At the bequest of Baker, and party of accomplished and 'diverse Master Shipwrights', of the Thames, amongst them a Naval Captain, George Waymouth, all as eager as Courtiers for the attention of the King, to whom they complained of Pett, that amongst other outrages he was found employing the practice of 'furing', to subsequently broaden the width of the ' Prince Royal', it was alleged he had misjudged the calculated width thereof, under Baker's system.
He had in fact introduced modifications into the methods followed by Baker and the older Shipwrights, such as his adjustments of the width of the floor and the shape of the bows.
A great fuss was duly made concerning little more than a said poorly chosen selection of timbers for the construction, and an over estimation of cost, which appears to have been no more than the usual practice.
In Perrin's introduction to Pett's Autobiography the biographer explains that: "this indictment cannot be lightly set aside. Mathew Baker was the most prominent shipbuilder of that day, Bright and Richard Meryett (or Meritt) were Government Shipbuilders of long experience, while Nicholas Clay, John Greaves and Edward Stevens were private builders of considerable standing in their profession".
It was these men who sided with Baker on who was competent to undertake the refit of the 'Prince Royal' built under Pett.
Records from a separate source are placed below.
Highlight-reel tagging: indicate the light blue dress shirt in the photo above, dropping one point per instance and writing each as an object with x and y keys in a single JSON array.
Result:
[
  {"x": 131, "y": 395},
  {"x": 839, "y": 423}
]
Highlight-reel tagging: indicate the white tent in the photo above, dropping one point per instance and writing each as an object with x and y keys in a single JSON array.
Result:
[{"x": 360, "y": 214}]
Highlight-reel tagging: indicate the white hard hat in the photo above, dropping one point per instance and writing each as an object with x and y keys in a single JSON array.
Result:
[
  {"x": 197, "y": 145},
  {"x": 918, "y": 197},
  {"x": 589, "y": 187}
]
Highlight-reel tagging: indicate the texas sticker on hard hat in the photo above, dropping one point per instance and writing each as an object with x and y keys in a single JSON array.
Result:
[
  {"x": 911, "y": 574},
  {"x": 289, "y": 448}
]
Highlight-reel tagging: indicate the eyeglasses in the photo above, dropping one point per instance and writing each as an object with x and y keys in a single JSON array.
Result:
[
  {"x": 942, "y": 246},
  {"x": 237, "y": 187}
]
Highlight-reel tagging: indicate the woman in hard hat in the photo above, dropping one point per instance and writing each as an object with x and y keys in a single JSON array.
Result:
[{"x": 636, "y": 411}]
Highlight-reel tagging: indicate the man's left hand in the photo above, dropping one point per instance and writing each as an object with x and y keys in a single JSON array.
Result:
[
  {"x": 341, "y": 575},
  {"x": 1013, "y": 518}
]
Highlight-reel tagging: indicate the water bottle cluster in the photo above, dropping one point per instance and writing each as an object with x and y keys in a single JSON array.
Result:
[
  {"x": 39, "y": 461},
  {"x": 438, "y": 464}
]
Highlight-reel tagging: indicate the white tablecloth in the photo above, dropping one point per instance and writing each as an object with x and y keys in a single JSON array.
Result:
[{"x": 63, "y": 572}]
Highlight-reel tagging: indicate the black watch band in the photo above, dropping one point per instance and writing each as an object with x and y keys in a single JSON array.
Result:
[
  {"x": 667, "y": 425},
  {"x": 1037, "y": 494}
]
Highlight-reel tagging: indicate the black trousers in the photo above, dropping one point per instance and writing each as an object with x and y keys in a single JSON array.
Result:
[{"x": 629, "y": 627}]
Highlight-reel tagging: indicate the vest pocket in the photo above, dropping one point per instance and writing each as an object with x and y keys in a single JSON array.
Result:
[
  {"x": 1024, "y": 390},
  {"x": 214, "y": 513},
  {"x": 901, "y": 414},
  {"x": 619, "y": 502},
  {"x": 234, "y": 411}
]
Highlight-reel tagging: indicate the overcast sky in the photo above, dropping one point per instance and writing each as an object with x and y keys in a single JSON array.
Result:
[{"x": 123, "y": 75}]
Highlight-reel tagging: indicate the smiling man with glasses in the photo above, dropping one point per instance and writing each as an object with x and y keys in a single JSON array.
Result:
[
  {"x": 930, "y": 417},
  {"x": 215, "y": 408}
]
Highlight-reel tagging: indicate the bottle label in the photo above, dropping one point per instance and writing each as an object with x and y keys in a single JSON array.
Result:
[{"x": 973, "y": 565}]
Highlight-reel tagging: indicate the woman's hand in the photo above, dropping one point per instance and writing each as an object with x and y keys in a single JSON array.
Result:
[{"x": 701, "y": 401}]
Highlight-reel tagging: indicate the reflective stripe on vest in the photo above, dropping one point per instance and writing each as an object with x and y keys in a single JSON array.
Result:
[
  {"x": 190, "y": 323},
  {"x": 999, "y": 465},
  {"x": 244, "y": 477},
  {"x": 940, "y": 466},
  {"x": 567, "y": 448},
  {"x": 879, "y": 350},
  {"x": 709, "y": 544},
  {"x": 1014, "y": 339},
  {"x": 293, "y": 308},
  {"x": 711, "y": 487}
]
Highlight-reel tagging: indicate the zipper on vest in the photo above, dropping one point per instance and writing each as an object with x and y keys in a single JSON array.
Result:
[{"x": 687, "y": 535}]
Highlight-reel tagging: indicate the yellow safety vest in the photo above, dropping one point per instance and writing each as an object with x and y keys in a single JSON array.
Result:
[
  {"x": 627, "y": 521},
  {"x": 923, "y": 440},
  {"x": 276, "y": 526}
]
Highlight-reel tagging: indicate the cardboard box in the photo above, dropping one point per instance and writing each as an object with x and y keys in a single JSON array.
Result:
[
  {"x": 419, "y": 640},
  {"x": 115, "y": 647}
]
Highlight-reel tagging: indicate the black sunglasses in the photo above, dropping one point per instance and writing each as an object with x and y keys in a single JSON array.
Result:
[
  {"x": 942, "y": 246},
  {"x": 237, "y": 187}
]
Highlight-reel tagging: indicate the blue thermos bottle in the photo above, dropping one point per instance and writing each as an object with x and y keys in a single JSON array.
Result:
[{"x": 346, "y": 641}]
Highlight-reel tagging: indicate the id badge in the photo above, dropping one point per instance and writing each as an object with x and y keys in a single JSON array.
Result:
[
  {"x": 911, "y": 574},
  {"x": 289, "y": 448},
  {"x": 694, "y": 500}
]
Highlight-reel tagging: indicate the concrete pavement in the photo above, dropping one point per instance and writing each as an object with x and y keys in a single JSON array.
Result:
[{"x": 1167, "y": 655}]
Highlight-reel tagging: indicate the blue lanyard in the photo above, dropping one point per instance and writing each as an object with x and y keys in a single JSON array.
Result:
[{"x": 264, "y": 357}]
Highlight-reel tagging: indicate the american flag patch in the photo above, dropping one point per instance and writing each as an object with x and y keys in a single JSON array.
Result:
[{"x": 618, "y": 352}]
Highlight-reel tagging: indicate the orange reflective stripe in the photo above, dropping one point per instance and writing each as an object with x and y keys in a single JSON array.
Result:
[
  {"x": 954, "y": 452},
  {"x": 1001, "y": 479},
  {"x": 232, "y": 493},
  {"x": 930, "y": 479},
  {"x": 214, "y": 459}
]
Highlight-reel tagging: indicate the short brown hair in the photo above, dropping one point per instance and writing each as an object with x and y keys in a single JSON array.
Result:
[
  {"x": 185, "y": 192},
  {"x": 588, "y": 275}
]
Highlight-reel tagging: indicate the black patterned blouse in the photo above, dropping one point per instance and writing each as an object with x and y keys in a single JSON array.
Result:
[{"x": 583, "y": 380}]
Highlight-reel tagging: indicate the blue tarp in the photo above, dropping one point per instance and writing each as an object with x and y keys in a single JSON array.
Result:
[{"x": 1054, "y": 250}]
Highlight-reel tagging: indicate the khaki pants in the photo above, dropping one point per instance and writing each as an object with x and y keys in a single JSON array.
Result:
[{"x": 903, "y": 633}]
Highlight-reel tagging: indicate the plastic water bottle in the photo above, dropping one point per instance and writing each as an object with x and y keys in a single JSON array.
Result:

Perrin, giving the benefit of the doubt to Pett, comments on this matter that it is a pity hardly any authentic details have survived of the ship itself.
Pett's own reference to this matter in his Autobiography reads: "touching the cross-grained timber, his Majesty protested very earnestly the cross grain was in the men and not in the timber!"
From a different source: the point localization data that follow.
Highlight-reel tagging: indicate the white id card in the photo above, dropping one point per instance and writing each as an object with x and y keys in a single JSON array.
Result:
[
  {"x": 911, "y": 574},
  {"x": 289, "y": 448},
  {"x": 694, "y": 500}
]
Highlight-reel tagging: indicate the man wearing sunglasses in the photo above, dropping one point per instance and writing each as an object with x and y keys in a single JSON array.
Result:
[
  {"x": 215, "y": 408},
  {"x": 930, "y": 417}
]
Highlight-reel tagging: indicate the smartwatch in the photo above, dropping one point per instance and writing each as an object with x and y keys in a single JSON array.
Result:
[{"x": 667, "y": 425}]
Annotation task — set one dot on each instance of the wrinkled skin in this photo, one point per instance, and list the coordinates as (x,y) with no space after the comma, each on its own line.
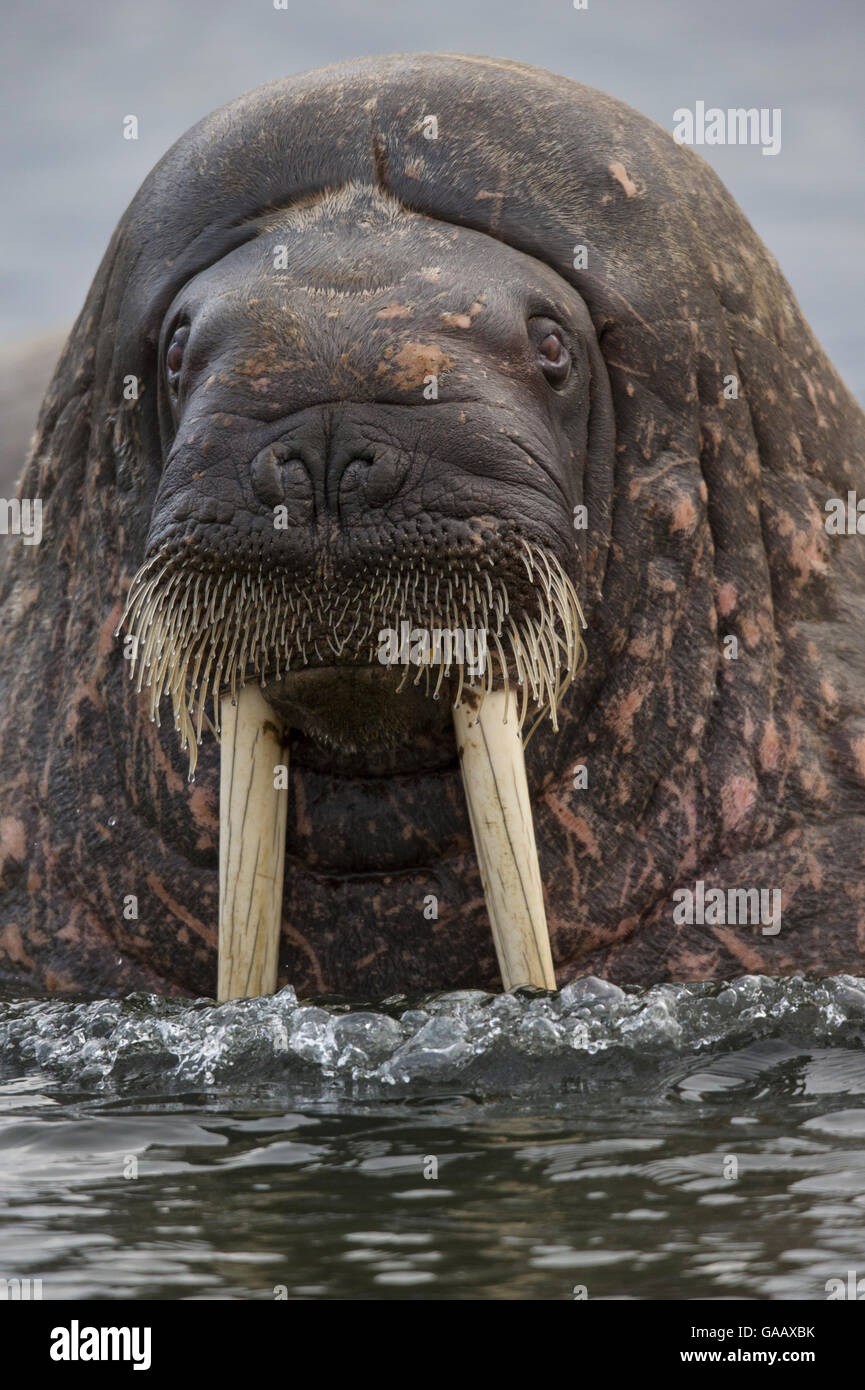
(705,521)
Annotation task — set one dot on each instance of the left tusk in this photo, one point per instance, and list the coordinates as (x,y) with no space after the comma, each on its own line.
(252,845)
(494,779)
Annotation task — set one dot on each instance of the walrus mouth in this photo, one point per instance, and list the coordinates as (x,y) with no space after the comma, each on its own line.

Thus notwithstanding the opinions of said divers mariners, having "maliciously certified the ship (the 'Prince') unserviceable and not fit to be continued", by "the 24th of February succeeding, by special command from His Majesty, who well understood their malicious proceedings, the selfsame surveyors were again sent to Chatham and under their hands certified that the ship might be made serviceable for a voyage into Spain with the charge of £300/~ to be bestowed upon her hull and the perfecting her masts, which certificate was returned under their hands and delivered to His Majesty".
Whereupon the 'Prince' was brought into the docks at Chatham on the 8th of March 1623, to be launched a fortnight later.Phineas Pett and Mathew Baker.
Phineas Pett was something of a free radical amongst the established Master Shipwrights who appear to have seen Pett as a dangerous upstart, they made several attempts to thwart his advancement, but failed in the long run to deter him, one might well imagine this story to reveal a conspiracy, as Pett himself upheld.